To test that the entry section patches work, I rebuild lDebugX with _CATCHPMINT214C=0. It required some changes to build. For instance, with _DEBUG=0 the excsave
table wasn't included in the build. To avoid using this table I tried to build using _DEVICE=0 _TSR=0. This failed due to a recent change to inicomp involving the lCFG block, which didn't allow building with _IMAGE_EXE=1 _DEVICE=0.
After clearing these hurdles, tracing into Protected Mode led to a dosemu2 process killing crash upon terminating the DPMI client. Using dosemu2's dosdebug was not particularly helpful. bpintd 21 4C00
did skip all the tedious tracing required otherwise, but ti
immediately led to the crash rather than tracing into the PM int 21h handler or the subsequent 86 Mode execution of the Parent Return Address.
Aside: dosemu2's dosdebug doesn't come with a P command and its breakpoints don't seem to work particularly well. I also had to manually remove stale files to make it find its dosemu process. This involved deleting either ~/.dosemu/run/*
(older dosemu2) or /var/run/user/1001/dosemu2/dosemu.dbg*
(newer dosemu2) before starting the dosemu2 process to attach to.
Eventually, I tried out patching the debugger built with _CATCHPMINT214C to nop out parts of its PM int 21h handler. This led to some progress. Patching away the call to pm_reset_handlers
did not lead to a crash. Patching away the entire call to pmint21_4C_code
(a near call plus its word data), or patching the dispatcher so it never executes its own handler (conditional jne
to unconditional jmp
), led to the crash. Nopping out parts of pmint21_4C_code
revealed that clearing the canswitchmode
flag caused the machine to not crash.
This led me to investigate all uses of this flag. I found out in run.asm what was causing the crash: reset_interrupts (_DEBUG only) and handle_mode_changed both will try to switch back into Protected Mode if the debugger is re-entered in 86 Mode and the canswitchmode
flag is set. The reset function is to swap out the lDDebugX / lCDebugX PM handlers for the outer debugger's. The mode changed function takes care of, in this case, converting stored selectors to corresponding segments if they have a 86 Mode compatible base. (There was an unrelated bug if a selector did not match a segment base, introduced much earlier in 2021.)

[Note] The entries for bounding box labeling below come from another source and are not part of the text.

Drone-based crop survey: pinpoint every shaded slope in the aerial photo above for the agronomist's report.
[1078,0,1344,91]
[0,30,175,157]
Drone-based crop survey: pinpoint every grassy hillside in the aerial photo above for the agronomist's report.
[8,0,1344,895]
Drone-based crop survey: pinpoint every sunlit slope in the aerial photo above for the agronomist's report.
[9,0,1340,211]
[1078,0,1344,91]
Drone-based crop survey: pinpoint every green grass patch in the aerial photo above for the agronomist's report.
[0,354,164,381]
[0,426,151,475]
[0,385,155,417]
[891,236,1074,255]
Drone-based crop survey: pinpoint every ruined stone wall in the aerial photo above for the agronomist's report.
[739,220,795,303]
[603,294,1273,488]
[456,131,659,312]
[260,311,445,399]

Manually clearing this flag in Protected Mode by running the commands s dentrysel:0 l 2000 as dwords dif
then r dword [srs:sro] clr= 40000
also avoids the crash. Patching the _DEBUG=0 lDebugX to assume this flag is not set in handle_mode_changed also works.

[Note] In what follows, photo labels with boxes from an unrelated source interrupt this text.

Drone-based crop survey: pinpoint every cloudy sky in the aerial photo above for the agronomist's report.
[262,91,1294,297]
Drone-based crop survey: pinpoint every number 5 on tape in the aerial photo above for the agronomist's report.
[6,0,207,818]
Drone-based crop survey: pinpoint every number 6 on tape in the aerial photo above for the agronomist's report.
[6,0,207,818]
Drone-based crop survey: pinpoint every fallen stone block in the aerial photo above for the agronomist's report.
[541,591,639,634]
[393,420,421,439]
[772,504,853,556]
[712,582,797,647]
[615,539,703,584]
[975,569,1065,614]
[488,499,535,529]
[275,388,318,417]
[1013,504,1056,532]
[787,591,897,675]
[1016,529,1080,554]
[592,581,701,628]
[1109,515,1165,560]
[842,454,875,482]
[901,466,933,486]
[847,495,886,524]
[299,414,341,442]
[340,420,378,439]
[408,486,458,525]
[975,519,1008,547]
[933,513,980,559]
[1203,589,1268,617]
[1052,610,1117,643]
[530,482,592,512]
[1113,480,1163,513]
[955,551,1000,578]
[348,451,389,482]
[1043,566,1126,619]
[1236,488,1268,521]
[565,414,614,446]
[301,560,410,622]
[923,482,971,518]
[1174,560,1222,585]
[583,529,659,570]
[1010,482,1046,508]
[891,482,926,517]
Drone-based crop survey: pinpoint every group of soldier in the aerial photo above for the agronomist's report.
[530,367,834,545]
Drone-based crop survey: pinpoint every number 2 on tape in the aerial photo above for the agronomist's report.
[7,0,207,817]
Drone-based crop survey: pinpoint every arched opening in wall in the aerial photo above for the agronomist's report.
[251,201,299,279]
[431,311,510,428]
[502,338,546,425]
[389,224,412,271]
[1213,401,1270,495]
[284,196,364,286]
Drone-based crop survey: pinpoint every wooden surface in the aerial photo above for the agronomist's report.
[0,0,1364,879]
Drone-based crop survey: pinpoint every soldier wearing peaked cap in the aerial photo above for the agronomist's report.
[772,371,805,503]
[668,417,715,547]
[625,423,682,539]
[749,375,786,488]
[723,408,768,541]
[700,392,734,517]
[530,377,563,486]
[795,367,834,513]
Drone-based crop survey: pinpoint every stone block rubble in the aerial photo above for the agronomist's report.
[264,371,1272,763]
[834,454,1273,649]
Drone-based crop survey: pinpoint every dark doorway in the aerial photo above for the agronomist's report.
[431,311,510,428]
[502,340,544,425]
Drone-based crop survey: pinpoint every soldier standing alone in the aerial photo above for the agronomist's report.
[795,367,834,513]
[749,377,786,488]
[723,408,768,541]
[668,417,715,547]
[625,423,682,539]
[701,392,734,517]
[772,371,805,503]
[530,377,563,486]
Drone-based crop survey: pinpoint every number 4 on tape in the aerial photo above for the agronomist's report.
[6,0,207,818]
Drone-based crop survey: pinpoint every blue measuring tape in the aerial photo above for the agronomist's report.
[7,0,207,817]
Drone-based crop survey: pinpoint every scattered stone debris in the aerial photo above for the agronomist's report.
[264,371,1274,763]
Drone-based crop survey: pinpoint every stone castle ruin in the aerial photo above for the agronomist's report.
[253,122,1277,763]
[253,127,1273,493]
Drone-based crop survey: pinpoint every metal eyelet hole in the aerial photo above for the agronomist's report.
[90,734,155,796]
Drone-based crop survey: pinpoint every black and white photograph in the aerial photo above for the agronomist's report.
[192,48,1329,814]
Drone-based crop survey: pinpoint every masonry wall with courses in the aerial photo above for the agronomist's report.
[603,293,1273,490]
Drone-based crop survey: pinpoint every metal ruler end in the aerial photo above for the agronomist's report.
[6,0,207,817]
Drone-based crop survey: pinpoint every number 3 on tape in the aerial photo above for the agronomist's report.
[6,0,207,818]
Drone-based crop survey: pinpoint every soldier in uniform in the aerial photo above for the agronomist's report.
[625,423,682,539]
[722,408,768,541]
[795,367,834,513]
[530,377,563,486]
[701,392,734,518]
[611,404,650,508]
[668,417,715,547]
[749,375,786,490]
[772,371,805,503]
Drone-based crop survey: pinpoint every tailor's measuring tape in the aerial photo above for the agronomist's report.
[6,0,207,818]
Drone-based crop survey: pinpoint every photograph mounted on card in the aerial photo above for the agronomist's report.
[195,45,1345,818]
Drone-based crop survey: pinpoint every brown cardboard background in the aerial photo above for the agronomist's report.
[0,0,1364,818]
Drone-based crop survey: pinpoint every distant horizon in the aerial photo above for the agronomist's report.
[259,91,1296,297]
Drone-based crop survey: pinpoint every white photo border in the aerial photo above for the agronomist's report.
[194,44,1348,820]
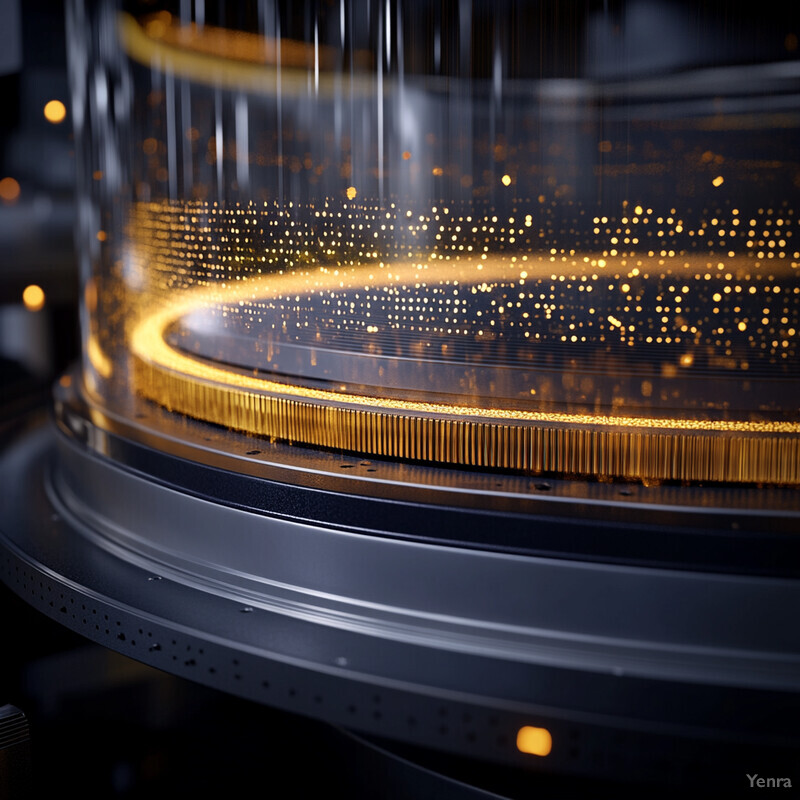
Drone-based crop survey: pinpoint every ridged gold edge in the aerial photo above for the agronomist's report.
[133,356,800,486]
[117,13,382,97]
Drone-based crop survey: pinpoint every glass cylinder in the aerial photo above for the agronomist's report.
[68,0,800,484]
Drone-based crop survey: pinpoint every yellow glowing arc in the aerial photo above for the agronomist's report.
[117,13,390,96]
[130,259,800,434]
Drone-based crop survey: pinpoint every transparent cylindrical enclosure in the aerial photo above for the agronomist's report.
[69,0,800,484]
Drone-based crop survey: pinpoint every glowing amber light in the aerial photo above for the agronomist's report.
[0,178,19,203]
[22,283,44,311]
[44,100,67,125]
[517,725,553,756]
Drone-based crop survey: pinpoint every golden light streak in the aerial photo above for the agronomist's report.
[130,259,800,484]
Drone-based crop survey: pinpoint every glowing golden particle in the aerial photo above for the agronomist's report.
[22,283,44,311]
[44,100,67,125]
[0,178,19,203]
[517,725,553,756]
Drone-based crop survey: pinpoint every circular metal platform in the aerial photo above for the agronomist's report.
[0,388,800,785]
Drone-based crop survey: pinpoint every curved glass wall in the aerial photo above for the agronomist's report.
[69,0,800,484]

I also tried to move the call to handle_mode_changed to after the call to reset_interrupts in lDDebugX so as to allow tracing handle_mode_changed and observing the flag being set, to allow a workaround at the exact position of the check. However, this failed because reset_interrupts also uses the canswitchmode flag and (naturally) cannot be traced by lDebugX. (If lDDebugX would first reset its 86 Mode handlers and then the Protected Mode handlers then the latter could be traced after the former has already run. But this is not currently how it is done.) Further, I undid this move because I am unsure whether calling handle_mode_changed only after reset_interrupts would work correctly, or whether the latter requires some of the housekeeping done by handle_mode_changed. So they should stay in the original order.

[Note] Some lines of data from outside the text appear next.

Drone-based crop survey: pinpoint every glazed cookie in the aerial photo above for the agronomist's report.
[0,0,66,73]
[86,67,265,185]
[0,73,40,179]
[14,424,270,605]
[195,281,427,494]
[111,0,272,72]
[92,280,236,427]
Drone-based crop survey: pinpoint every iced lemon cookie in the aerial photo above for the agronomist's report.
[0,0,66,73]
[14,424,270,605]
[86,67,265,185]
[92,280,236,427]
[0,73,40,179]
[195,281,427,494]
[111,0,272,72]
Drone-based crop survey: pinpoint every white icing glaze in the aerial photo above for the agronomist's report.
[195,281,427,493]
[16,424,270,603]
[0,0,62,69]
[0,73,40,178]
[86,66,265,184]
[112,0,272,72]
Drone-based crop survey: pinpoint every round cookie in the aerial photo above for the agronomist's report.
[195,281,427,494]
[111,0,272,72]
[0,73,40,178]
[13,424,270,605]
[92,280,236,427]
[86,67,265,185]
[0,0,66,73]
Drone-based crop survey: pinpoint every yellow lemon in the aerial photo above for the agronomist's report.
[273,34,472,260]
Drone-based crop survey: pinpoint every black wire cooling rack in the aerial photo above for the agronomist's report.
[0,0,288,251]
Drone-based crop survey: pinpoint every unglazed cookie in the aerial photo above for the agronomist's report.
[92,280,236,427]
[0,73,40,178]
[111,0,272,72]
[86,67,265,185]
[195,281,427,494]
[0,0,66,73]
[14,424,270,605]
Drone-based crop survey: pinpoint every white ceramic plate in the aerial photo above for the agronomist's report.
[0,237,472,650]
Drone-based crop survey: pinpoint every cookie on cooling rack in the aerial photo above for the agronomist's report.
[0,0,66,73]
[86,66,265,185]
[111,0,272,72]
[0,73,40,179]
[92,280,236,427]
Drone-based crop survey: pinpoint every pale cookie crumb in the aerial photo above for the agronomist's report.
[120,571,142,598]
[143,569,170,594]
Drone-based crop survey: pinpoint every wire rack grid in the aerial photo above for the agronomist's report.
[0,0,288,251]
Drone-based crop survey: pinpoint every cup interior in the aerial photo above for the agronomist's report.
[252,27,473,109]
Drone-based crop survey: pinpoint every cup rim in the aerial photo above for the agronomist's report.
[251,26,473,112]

In conclusion, this is another reason that the _CATCHPMINT214C build option must be set. There is already an additional option, _OVERRIDE_BUILD_PM_DEBUG, which must be used to enable building with _PM=1 _DEBUG=1 _CATCHPMINT214C=0 lest an %error is emitted. I added a similar error to the build if the handle_mode_changed function in its current state is used along _CATCHPMINT214C=0. I added another error if the exception handler uses the entry_to_code_sel
transfer function which assumes a 16-bit stack.